Simple Steps to Protect Your Information Online


Summer 2012 — Security News and Advice

Social networks and new online services make it easy to share the details of our lives, perhaps too easily. With just a few clicks, posts and messages, you can give away enough personal information to compromise your privacy and even open yourself up to identity theft.

That’s why it’s important to keep track of the information you share online and to take steps to protect yourself.

Here are some tips to increase your privacy and diminish your chances of falling victim to identity theft.

  • Adjust your social network privacy settings—Social networking sites like Facebook have made it easier for you to control how your information is shared. Simply go into your privacy settings and select who can see your information (“friends” versus “everyone”, for example), and how apps and websites share your information.
    No matter which social networking sites you use, by going into your settings and selecting the highest levels of security, you can improve your privacy.
  • Be cautious when using social networks—Only friend people you know and trust in real life, since an identity thief could pose as a friend and start collecting information about you.
    Also, remember to think before you post. Although it may be tempting to share the details of your life, really think about what kinds of information you are posting online, and what could happen if that information fell into the wrong hands. You should also be cautious when using geolocation services. Sharing your exact location in real time is not always safe. It could give predators key information about the places you frequent.
    Likewise, sharing personal information such as the place where you grew up, your birth date and your pet’s name may seem harmless, but this type of information is often used for online banking “challenge” questions, and sharing it could make it easier for someone to hack your account and commit identity theft.
  • Change your passwords frequently—In addition to choosing passwords that are difficult to guess (try to make them at least eight characters long and a combination of letters, numbers, and symbols), remember to regularly change your passwords. This limits the amount of time lost or stolen password can be used by someone else. Also, avoid reusing passwords on different websites. If a cybercriminal manages to guess your password, they could gain access to several of your accounts. For more information on how to create strong, memorable passwords, read our tips and tricks
  • Close old accounts that you don’t use anymore—Don’t risk leaving personal data in an old account, such as a MySpace page you haven’t used in years, or on an online dating site you no longer need. The account could be hacked and you may not even know it. Instead, close the accounts you don’t use and delete as much personal information from them as possible.
  • When signing up for new account or service, always read the privacy policy—Check to see how much of your information is shared and if there is any opportunity to opt-out of sharing. Some services share information with partners, which means that your information could wind up with third parties and you could receive more spam.
  • Only send personal data over a secure network—Avoid sending personal information over free Wi-Fi in hotels and cafes, since it is difficult to tell if these networks use encryption to scramble your data and keep it from being read by unauthorized third parties.
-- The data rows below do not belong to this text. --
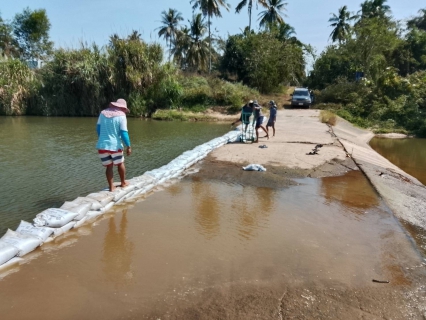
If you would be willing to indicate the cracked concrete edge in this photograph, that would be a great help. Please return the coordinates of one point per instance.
(403, 193)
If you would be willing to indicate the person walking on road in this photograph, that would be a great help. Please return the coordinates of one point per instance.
(112, 130)
(259, 120)
(272, 117)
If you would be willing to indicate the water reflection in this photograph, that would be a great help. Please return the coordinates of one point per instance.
(205, 202)
(353, 190)
(117, 252)
(253, 207)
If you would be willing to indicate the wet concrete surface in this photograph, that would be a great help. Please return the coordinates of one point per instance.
(228, 244)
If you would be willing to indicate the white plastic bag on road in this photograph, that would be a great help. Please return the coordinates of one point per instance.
(95, 204)
(54, 218)
(254, 167)
(7, 252)
(25, 244)
(80, 208)
(29, 229)
(64, 229)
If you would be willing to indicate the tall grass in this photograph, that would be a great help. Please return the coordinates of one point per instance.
(81, 82)
(17, 86)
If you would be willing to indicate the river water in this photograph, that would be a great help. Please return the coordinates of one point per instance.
(408, 154)
(46, 161)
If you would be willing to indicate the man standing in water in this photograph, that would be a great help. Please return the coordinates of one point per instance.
(111, 129)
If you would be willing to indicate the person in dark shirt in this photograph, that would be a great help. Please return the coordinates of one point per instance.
(272, 117)
(246, 112)
(259, 120)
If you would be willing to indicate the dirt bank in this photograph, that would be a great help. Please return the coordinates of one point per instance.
(404, 194)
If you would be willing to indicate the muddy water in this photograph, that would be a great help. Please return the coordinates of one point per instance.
(206, 248)
(408, 154)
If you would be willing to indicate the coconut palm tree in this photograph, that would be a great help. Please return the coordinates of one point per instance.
(191, 48)
(135, 35)
(340, 24)
(210, 8)
(374, 8)
(170, 21)
(273, 14)
(249, 4)
(419, 21)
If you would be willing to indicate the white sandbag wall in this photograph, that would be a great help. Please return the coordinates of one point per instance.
(54, 222)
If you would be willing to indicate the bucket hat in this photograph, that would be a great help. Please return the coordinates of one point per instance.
(122, 104)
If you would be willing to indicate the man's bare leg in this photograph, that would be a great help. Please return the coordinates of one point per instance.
(257, 136)
(263, 128)
(110, 177)
(122, 172)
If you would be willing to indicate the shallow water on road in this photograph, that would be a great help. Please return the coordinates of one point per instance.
(47, 161)
(162, 253)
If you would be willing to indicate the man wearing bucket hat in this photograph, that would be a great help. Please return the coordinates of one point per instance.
(112, 130)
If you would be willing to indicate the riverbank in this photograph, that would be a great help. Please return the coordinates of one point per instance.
(231, 244)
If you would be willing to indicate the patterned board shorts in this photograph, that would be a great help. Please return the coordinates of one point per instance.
(259, 121)
(111, 157)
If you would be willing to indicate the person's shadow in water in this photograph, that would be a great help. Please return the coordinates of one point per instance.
(118, 252)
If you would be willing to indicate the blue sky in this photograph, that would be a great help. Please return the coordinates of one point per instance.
(95, 20)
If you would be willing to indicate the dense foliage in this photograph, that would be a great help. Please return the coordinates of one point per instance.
(263, 61)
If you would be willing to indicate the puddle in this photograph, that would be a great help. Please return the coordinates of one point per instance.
(203, 235)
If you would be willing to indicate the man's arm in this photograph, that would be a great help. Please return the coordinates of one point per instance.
(124, 133)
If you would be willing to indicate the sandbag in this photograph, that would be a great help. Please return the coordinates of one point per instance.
(29, 229)
(7, 252)
(103, 199)
(107, 207)
(93, 214)
(118, 193)
(54, 218)
(25, 244)
(80, 208)
(80, 222)
(142, 181)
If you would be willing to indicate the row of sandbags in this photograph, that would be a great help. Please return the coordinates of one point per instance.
(54, 222)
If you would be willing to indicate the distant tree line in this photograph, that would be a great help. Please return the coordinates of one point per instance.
(373, 73)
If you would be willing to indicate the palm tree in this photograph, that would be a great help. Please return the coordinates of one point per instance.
(249, 4)
(135, 35)
(273, 13)
(340, 24)
(374, 8)
(286, 31)
(210, 8)
(419, 21)
(170, 21)
(191, 48)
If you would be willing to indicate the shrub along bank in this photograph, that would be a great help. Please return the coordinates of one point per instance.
(394, 104)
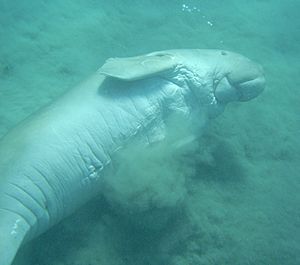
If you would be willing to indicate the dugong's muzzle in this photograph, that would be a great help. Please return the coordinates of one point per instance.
(242, 81)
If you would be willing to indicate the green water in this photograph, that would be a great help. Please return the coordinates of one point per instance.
(238, 192)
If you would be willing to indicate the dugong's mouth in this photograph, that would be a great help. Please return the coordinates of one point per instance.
(242, 87)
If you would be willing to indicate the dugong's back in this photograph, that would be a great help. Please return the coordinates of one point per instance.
(56, 160)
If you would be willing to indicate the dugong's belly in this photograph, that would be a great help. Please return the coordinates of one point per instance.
(56, 161)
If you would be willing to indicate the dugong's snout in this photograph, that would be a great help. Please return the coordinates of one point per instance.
(243, 81)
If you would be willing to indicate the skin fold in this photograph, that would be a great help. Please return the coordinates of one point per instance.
(58, 158)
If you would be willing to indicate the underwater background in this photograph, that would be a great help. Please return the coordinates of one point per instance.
(236, 197)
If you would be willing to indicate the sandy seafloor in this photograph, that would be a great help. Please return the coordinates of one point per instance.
(237, 198)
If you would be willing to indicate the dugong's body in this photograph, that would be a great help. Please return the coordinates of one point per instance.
(55, 161)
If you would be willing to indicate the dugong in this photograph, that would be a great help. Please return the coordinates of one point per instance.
(55, 160)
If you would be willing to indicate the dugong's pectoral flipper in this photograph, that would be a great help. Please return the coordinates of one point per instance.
(138, 67)
(13, 231)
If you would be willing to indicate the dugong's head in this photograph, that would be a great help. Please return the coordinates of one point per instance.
(224, 75)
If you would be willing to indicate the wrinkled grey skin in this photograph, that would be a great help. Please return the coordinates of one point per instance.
(57, 159)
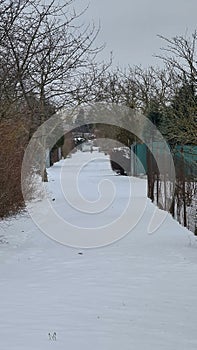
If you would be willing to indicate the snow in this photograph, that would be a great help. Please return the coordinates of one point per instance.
(136, 293)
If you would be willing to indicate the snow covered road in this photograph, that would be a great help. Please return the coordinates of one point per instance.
(137, 293)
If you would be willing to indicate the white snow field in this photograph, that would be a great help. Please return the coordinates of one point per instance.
(138, 293)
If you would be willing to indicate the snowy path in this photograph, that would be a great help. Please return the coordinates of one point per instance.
(138, 293)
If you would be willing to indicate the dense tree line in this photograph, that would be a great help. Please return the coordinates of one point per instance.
(48, 60)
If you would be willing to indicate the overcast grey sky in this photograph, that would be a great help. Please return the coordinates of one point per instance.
(130, 27)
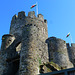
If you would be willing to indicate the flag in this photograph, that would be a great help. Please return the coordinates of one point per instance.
(68, 34)
(32, 6)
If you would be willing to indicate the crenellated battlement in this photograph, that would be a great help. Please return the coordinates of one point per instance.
(31, 15)
(28, 47)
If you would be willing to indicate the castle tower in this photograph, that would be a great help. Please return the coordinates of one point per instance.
(5, 54)
(33, 31)
(58, 52)
(72, 49)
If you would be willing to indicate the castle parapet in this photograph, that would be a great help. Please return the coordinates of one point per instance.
(21, 14)
(40, 16)
(31, 14)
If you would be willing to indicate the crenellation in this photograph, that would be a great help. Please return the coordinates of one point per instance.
(40, 16)
(27, 47)
(31, 14)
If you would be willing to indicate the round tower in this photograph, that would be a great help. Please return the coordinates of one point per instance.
(73, 53)
(58, 52)
(34, 50)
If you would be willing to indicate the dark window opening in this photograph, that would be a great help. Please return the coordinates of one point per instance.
(13, 66)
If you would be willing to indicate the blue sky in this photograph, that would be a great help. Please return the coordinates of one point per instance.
(60, 15)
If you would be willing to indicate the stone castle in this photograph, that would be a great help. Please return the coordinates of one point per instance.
(27, 50)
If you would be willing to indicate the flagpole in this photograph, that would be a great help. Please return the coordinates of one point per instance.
(36, 9)
(71, 38)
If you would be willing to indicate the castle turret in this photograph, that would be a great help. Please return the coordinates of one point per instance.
(34, 50)
(58, 52)
(72, 50)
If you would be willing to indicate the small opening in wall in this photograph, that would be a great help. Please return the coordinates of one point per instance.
(30, 24)
(34, 25)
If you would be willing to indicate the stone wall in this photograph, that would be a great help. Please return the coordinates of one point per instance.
(34, 50)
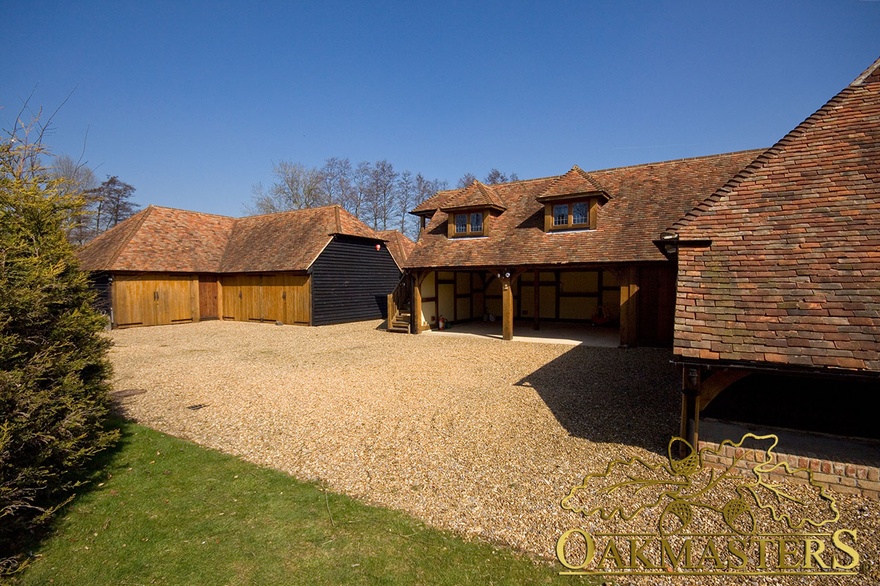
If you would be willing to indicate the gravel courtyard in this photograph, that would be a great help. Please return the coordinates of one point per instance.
(480, 436)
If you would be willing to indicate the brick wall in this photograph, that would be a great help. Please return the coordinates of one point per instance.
(842, 478)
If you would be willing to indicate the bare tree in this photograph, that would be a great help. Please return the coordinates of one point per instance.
(112, 203)
(495, 177)
(381, 193)
(406, 196)
(296, 187)
(466, 180)
(337, 182)
(76, 181)
(362, 190)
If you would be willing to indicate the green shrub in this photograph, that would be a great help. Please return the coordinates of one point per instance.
(54, 399)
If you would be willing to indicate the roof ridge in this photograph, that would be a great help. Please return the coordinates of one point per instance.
(766, 156)
(866, 74)
(681, 160)
(190, 211)
(128, 238)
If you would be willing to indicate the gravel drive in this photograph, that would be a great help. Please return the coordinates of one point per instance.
(476, 435)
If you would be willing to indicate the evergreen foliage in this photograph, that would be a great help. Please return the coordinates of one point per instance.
(54, 394)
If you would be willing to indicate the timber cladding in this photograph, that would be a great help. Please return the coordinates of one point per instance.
(154, 299)
(351, 280)
(284, 298)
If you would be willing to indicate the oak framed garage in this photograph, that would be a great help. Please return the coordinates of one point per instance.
(307, 267)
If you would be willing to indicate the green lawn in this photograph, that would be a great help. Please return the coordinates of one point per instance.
(166, 511)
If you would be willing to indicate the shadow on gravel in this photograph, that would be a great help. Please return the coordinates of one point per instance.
(612, 395)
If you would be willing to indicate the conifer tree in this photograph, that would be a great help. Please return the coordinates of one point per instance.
(54, 394)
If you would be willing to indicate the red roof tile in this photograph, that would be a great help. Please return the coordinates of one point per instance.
(574, 182)
(161, 240)
(792, 275)
(644, 199)
(475, 195)
(170, 240)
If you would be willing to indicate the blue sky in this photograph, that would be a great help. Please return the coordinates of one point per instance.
(192, 102)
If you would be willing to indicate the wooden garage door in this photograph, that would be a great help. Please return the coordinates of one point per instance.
(149, 300)
(283, 298)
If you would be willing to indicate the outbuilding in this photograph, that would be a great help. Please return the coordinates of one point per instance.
(314, 266)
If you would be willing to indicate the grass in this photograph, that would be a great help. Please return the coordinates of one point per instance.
(166, 511)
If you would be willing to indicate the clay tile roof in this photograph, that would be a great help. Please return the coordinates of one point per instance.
(170, 240)
(644, 199)
(475, 195)
(575, 182)
(792, 274)
(161, 240)
(398, 245)
(288, 241)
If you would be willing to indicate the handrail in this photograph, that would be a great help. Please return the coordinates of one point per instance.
(399, 298)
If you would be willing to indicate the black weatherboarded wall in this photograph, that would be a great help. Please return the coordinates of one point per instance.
(351, 281)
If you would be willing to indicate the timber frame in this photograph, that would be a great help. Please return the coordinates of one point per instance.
(599, 267)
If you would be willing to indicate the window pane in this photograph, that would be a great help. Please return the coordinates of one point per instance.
(579, 213)
(477, 222)
(560, 215)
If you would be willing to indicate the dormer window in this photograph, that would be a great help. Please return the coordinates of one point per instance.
(571, 215)
(468, 224)
(471, 211)
(572, 202)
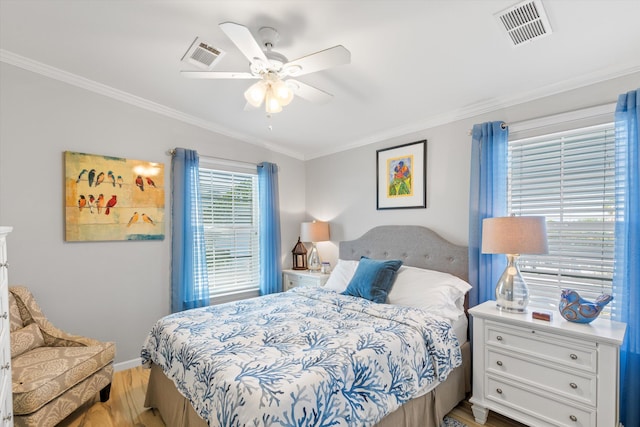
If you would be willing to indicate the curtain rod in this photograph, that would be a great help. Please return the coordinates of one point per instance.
(570, 116)
(503, 126)
(232, 162)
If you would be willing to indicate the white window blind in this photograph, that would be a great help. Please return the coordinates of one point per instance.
(567, 177)
(231, 229)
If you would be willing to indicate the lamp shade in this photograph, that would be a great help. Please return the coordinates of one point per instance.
(514, 235)
(314, 231)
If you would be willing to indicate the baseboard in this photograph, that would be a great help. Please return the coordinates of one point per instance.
(128, 364)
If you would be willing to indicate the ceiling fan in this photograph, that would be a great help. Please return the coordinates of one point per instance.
(275, 87)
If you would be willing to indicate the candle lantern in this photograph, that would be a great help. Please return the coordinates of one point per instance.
(299, 255)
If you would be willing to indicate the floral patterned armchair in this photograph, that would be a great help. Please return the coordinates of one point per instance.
(53, 372)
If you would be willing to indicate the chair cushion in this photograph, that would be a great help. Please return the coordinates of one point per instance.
(15, 320)
(25, 339)
(42, 374)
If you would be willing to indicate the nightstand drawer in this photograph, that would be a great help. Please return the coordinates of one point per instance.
(568, 352)
(556, 412)
(294, 278)
(581, 388)
(302, 281)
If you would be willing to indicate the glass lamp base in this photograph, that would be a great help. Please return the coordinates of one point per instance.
(512, 294)
(314, 259)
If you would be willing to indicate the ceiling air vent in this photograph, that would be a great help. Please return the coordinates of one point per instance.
(202, 55)
(525, 22)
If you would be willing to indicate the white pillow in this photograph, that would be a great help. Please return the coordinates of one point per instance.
(341, 275)
(436, 292)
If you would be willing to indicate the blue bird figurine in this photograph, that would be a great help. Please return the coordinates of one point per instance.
(574, 308)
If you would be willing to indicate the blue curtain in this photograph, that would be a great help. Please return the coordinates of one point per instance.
(626, 274)
(189, 279)
(270, 265)
(488, 198)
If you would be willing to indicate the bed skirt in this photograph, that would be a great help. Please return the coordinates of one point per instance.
(425, 411)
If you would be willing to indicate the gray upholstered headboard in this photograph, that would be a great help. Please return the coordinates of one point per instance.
(415, 245)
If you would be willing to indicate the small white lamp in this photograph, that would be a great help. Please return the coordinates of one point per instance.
(314, 232)
(513, 236)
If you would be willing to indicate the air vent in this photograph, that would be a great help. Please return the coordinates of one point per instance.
(525, 22)
(202, 55)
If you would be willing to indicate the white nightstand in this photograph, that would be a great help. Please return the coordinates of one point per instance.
(555, 373)
(293, 278)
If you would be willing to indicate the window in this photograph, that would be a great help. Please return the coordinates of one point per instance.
(569, 178)
(231, 230)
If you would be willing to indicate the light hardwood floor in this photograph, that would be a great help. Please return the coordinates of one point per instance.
(126, 408)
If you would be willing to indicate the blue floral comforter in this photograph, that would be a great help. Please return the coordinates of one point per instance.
(307, 357)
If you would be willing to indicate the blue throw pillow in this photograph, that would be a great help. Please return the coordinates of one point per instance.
(373, 279)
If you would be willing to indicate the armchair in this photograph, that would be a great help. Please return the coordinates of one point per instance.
(53, 372)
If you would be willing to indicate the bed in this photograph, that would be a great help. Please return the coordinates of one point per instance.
(419, 249)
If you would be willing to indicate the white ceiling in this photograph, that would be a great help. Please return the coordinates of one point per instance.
(414, 63)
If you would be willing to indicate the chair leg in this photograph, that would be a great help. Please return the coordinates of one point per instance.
(105, 392)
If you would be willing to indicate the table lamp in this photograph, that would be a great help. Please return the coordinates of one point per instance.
(314, 232)
(513, 236)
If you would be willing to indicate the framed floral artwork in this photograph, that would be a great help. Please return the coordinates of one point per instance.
(112, 198)
(402, 176)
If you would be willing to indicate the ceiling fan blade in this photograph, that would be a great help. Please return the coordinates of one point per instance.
(244, 40)
(309, 93)
(217, 75)
(337, 55)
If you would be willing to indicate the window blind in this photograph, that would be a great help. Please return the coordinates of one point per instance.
(569, 178)
(231, 228)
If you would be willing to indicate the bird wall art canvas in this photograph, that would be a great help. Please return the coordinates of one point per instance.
(111, 198)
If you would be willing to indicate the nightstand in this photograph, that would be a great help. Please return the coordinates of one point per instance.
(541, 373)
(293, 278)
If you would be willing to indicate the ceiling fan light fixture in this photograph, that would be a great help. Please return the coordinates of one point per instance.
(272, 103)
(256, 93)
(283, 92)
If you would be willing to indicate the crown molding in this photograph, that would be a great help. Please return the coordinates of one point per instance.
(75, 80)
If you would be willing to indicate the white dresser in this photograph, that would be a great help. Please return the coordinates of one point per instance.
(541, 373)
(293, 278)
(6, 402)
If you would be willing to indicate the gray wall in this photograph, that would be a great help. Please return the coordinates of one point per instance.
(107, 290)
(346, 197)
(116, 290)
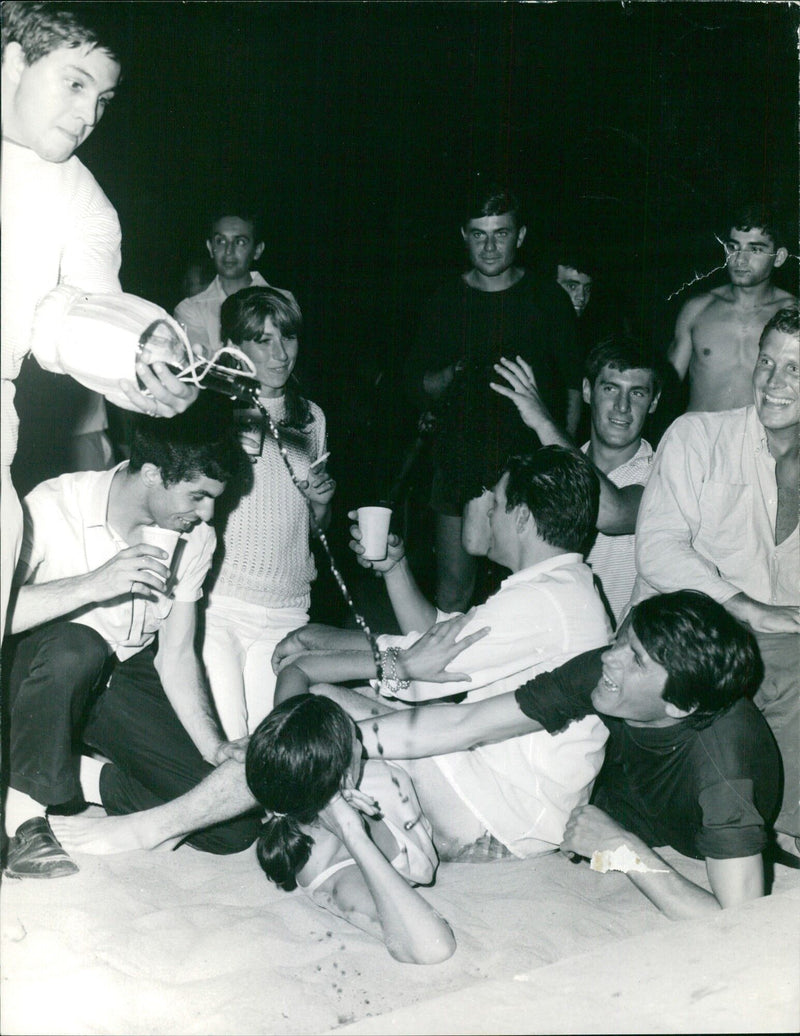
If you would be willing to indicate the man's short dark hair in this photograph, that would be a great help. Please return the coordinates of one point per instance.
(760, 216)
(576, 257)
(710, 658)
(786, 320)
(199, 442)
(491, 199)
(562, 491)
(624, 352)
(40, 28)
(236, 210)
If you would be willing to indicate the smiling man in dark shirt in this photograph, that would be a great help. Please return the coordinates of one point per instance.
(690, 761)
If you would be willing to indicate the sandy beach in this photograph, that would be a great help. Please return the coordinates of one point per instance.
(186, 943)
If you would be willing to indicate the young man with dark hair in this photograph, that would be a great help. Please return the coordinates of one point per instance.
(235, 242)
(494, 308)
(573, 274)
(622, 384)
(716, 335)
(719, 515)
(92, 597)
(60, 68)
(535, 522)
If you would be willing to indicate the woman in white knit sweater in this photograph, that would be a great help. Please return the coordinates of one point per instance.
(262, 574)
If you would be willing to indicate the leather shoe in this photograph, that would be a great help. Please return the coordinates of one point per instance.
(34, 852)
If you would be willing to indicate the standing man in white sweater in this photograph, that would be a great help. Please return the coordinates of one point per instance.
(59, 74)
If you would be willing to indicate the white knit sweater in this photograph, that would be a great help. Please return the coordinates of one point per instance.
(266, 555)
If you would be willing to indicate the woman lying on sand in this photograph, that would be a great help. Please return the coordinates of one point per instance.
(304, 765)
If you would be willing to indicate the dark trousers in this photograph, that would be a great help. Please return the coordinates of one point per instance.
(64, 691)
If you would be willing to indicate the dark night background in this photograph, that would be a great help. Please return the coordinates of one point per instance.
(356, 126)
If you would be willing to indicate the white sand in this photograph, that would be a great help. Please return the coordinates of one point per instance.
(181, 943)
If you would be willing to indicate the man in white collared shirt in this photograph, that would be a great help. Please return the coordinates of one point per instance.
(91, 597)
(234, 243)
(520, 793)
(720, 515)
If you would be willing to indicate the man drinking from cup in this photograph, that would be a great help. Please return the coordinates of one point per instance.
(91, 597)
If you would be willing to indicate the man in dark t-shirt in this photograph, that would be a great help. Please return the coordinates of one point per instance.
(495, 309)
(690, 761)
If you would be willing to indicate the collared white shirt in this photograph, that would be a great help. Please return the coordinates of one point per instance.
(67, 534)
(58, 228)
(523, 789)
(612, 558)
(707, 518)
(200, 313)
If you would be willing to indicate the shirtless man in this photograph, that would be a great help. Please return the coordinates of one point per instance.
(716, 335)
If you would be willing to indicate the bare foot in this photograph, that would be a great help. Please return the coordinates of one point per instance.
(106, 835)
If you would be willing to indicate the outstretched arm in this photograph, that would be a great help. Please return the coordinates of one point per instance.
(436, 729)
(733, 882)
(374, 897)
(427, 659)
(119, 577)
(412, 610)
(619, 507)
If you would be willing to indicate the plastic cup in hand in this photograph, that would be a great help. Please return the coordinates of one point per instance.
(373, 523)
(167, 539)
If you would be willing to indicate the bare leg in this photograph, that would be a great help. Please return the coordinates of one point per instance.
(454, 824)
(221, 796)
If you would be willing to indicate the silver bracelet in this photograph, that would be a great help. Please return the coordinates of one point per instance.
(391, 683)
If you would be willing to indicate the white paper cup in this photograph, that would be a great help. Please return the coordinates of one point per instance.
(167, 539)
(373, 523)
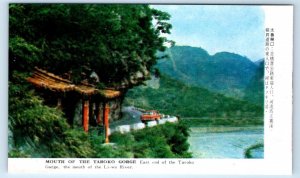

Small, simple changes can do a lot to improve your overall Internet security and protect you from identity theft. In addition to following the above tips, you should also consider installing comprehensive security software, such as McAfee Total Protection™, which can protect you against malware, spyware, and spam, as well as safeguard your personal data and protect you from identity thieves.

Just being aware of the different ways you can protect your personal information can go a long way in increasing your Internet security and your peace of mind.